For 2019/2020, the programme is expanding to a year-long sustained contact initiative in partnership with Worcester College and Oxford's Faculty of Classics.

Seminars will be led by Oxford academics and will address a range of questions considering what it means to 'be human' by looking at ancient and modern perspectives, incorporating literature, linguistics, archaeology, history and philosophy.
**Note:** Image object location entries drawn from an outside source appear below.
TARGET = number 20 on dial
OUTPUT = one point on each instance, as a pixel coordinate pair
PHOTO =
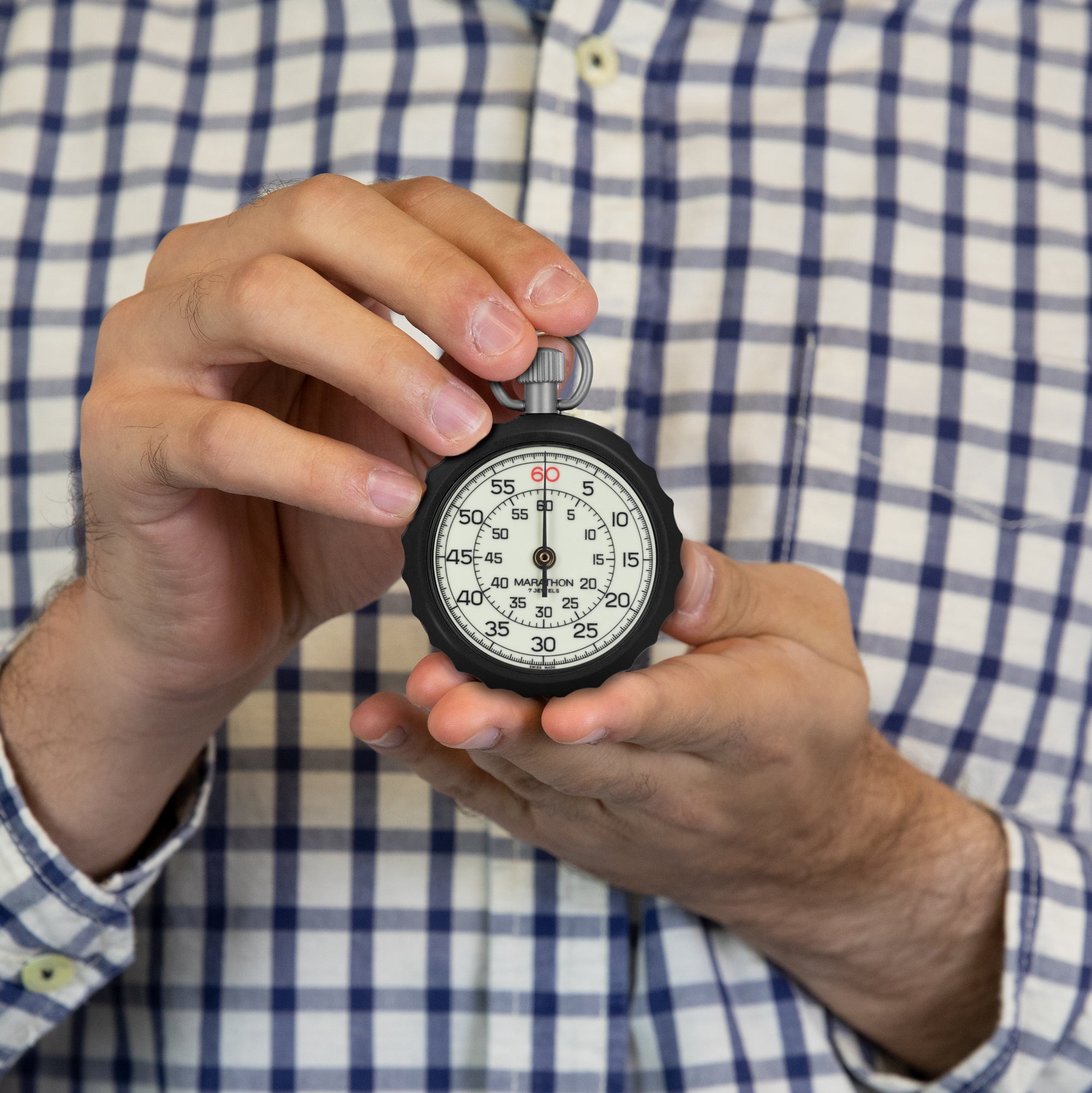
(545, 559)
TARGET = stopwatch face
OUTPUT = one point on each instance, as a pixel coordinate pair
(545, 559)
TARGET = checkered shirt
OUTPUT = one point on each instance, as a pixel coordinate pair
(842, 252)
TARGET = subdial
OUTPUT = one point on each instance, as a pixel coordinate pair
(544, 587)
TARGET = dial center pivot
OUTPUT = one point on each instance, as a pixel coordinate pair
(544, 558)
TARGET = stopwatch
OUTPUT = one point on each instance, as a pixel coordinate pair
(547, 558)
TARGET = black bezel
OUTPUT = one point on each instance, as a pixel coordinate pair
(446, 477)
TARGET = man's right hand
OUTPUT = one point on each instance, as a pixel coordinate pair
(253, 443)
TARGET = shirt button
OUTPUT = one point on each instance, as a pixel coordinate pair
(597, 61)
(48, 972)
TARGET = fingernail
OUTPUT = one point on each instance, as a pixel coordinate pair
(394, 492)
(458, 411)
(697, 586)
(495, 328)
(552, 286)
(390, 739)
(595, 737)
(484, 739)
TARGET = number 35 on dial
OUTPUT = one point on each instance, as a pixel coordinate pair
(545, 565)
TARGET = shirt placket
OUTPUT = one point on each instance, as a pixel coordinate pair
(560, 948)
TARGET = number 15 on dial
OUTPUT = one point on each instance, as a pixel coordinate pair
(547, 558)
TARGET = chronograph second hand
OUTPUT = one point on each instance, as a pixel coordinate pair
(544, 556)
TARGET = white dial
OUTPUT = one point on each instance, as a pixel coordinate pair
(544, 558)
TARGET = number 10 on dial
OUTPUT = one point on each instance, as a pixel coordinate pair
(547, 558)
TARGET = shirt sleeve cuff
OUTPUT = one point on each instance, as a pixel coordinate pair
(1044, 988)
(63, 936)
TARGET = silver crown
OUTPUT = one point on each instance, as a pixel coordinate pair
(548, 368)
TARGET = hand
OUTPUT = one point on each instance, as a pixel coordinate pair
(253, 444)
(745, 782)
(257, 429)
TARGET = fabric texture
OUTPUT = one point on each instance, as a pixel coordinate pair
(842, 253)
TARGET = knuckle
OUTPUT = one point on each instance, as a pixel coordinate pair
(209, 439)
(257, 286)
(411, 194)
(171, 254)
(316, 198)
(116, 325)
(436, 263)
(637, 789)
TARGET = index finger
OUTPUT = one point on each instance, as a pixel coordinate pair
(353, 234)
(721, 599)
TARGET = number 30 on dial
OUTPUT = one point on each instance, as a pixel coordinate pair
(545, 559)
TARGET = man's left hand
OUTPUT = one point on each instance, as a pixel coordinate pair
(745, 782)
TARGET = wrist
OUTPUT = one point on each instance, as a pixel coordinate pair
(96, 753)
(898, 924)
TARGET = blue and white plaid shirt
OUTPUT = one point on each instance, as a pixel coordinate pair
(844, 257)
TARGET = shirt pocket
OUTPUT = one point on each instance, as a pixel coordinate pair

Ancient World Network 2019: 'BEING HUMAN'

OCTOBER - Seminar 1: Leeds, Manchester

NOVEMBER - Seminar 2: Leeds, Manchester

DECEMBER - Seminar 3: Leeds, Manchester

JANUARY - Seminar 4: Leeds, Manchester

FEBRUARY - Seminar 5: Leeds, Manchester

MARCH - Three Day Residential: University of Oxford

JUNE - Priority reservations for Open Day accommodation; Personal Statement and University Application support

Why study the ancient world? 

One of the great reasons to study the ancient world at university is that it is fundamentally strange to us while recognisable in its foundations, a combination which is helpful in making us more aware of the peculiar way in which our own world works. The history, philosophy, archaeology and literature we have access to from the distant past is never easy to understand, and must be studied together in order to make sense of any single part.

The challenge is not to try and make the ancient world more familiar, but embrace its distance and strangeness as an asset, and use it to learn to ask better questions about individuals and society in any place and any time. This allows us to become more sensitive to our own thoughts, behaviours, and responses to the world around us.